James G. Sack (jim) wrote:
What is really going on there? How is torrent involved? I see some
upload traffic when I am downloading, but it doesn't seem enough for
peering (is that the term?). Never more than ~ 20 KB/s up and mostly
much less, maybe 5KB/s.
That's fairly typical. Bittorrent trades off aggregation and time for
raw download speed. If you download at 100KB/sec and upload at
20KB/sec, then the system makes it back from you if you stay on 5 times
as long.
There doesn't seem to be much in the way of
either status feedback (about networking) or configuration.

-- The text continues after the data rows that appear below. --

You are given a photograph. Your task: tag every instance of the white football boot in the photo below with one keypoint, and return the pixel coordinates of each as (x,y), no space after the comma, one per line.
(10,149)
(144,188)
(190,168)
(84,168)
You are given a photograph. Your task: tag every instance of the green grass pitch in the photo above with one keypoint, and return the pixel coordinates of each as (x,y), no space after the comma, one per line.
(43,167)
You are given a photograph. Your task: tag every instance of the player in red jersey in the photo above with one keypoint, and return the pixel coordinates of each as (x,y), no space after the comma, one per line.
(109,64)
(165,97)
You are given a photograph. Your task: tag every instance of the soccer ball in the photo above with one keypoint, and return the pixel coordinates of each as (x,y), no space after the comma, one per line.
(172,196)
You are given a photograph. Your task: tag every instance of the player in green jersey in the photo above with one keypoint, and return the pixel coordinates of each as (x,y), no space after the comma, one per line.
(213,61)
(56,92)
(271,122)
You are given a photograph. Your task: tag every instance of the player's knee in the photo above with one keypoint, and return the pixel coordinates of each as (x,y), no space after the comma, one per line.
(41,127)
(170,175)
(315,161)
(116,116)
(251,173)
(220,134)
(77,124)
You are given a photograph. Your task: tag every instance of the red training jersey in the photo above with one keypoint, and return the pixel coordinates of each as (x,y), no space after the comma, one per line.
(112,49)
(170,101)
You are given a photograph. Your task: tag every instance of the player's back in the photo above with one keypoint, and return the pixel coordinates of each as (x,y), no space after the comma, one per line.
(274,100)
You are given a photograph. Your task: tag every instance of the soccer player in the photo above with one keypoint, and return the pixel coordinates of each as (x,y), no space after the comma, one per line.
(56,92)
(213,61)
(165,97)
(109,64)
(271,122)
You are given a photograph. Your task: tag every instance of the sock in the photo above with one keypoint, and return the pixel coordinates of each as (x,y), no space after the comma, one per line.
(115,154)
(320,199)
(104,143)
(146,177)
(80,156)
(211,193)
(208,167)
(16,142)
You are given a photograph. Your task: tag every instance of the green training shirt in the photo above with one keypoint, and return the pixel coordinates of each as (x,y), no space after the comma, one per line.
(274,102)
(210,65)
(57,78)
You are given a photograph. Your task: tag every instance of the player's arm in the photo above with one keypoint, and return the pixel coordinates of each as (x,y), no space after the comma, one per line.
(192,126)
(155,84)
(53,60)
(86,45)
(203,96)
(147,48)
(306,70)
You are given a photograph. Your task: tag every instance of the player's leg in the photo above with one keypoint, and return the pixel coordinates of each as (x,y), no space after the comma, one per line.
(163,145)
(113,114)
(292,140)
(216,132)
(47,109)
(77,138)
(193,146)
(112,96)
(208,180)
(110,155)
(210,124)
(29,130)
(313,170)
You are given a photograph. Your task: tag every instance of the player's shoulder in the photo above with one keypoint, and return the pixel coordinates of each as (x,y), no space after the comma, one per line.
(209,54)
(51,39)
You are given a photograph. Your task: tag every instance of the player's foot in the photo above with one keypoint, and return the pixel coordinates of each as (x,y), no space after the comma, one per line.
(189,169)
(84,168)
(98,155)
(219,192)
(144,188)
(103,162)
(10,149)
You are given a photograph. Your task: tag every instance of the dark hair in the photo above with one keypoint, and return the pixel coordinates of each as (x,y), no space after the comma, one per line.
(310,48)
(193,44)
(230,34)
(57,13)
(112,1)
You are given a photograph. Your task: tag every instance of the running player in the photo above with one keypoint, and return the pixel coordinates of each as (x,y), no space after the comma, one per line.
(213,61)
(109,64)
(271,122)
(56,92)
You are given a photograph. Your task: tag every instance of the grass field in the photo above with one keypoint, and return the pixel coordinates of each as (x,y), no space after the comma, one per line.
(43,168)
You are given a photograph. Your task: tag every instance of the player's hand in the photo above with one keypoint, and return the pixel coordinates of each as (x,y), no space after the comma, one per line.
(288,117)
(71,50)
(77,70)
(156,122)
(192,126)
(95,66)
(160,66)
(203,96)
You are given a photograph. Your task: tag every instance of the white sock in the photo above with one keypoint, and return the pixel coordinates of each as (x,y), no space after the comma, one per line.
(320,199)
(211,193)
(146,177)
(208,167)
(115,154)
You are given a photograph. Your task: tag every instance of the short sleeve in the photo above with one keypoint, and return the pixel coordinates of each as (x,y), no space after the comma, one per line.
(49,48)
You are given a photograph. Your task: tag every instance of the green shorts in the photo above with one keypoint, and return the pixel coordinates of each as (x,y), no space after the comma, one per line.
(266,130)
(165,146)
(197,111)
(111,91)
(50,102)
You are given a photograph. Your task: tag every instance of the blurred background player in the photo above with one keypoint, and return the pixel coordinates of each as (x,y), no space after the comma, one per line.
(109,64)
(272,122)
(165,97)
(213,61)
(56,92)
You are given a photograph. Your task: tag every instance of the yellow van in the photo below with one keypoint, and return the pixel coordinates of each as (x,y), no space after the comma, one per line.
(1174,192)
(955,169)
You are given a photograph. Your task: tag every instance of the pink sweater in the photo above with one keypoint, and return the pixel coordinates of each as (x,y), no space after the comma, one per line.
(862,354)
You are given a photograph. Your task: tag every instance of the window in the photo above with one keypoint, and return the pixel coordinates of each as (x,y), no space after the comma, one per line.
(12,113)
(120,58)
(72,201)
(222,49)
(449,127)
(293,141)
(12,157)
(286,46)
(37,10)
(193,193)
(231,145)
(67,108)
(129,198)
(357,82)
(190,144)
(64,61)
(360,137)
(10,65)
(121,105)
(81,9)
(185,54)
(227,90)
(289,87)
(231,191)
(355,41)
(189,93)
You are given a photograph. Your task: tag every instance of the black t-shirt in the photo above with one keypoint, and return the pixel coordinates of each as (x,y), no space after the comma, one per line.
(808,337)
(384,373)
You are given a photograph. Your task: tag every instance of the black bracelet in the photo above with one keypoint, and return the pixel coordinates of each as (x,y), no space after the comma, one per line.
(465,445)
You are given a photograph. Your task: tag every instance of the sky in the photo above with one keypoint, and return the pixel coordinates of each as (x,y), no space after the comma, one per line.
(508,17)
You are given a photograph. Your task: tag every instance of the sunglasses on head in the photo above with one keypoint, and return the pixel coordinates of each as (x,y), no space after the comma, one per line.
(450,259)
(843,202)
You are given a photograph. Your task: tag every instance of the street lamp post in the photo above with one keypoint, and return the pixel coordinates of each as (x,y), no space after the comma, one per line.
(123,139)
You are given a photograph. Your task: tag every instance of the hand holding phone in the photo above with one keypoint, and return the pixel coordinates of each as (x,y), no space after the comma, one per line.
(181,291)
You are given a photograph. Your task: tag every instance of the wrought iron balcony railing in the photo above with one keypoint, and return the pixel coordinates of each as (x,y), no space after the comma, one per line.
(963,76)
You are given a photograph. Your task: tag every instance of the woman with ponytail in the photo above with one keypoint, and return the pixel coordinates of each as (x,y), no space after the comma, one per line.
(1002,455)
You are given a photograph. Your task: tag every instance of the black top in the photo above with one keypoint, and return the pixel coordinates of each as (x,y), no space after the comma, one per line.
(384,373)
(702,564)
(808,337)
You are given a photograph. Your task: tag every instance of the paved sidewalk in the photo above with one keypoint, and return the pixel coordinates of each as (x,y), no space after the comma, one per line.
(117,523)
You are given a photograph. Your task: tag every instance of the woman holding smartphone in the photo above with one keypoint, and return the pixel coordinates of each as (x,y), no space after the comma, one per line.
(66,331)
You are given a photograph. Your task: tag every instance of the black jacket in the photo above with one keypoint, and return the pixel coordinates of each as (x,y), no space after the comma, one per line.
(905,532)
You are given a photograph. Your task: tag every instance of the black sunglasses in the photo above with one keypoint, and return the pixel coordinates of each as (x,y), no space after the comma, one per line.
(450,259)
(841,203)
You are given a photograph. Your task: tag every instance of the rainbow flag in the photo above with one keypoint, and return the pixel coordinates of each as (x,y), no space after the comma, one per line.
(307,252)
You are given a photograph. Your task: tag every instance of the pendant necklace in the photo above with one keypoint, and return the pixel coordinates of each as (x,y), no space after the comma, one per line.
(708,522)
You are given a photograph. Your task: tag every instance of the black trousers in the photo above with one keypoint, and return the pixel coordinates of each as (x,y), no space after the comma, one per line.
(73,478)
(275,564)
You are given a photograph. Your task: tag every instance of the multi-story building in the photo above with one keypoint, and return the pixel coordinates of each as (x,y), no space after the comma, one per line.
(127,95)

That's probably intentional. Anyone who really knows about BitTorrent
probably has their own favorite client.
It seems to have 160 python modules that build upon mozilla xulrunner
(if I've said that right -- I'm ignorant about that xul-stuff).
No idea about that.
I do have to say it gives no hint of any codec problems, and has a nice
full-screen option. And there are some neat categories. Science and
education, of course, but languages might be fun to try. Brad - you
still want to brush up on your German?.
What codecs does it seem to be using?
I also looked at BitTorrent on Amazon. It turns out that Amazon has
that directly from S3. It simply charges for traffic.
Personally, I think I would want a torrent instance inside an EC3 so
that I could control the settings rather than relying on Amazon.
If they ever screw up the settings, I could accrue a lot of bandwidth
charge really fast with no one to appeal it to.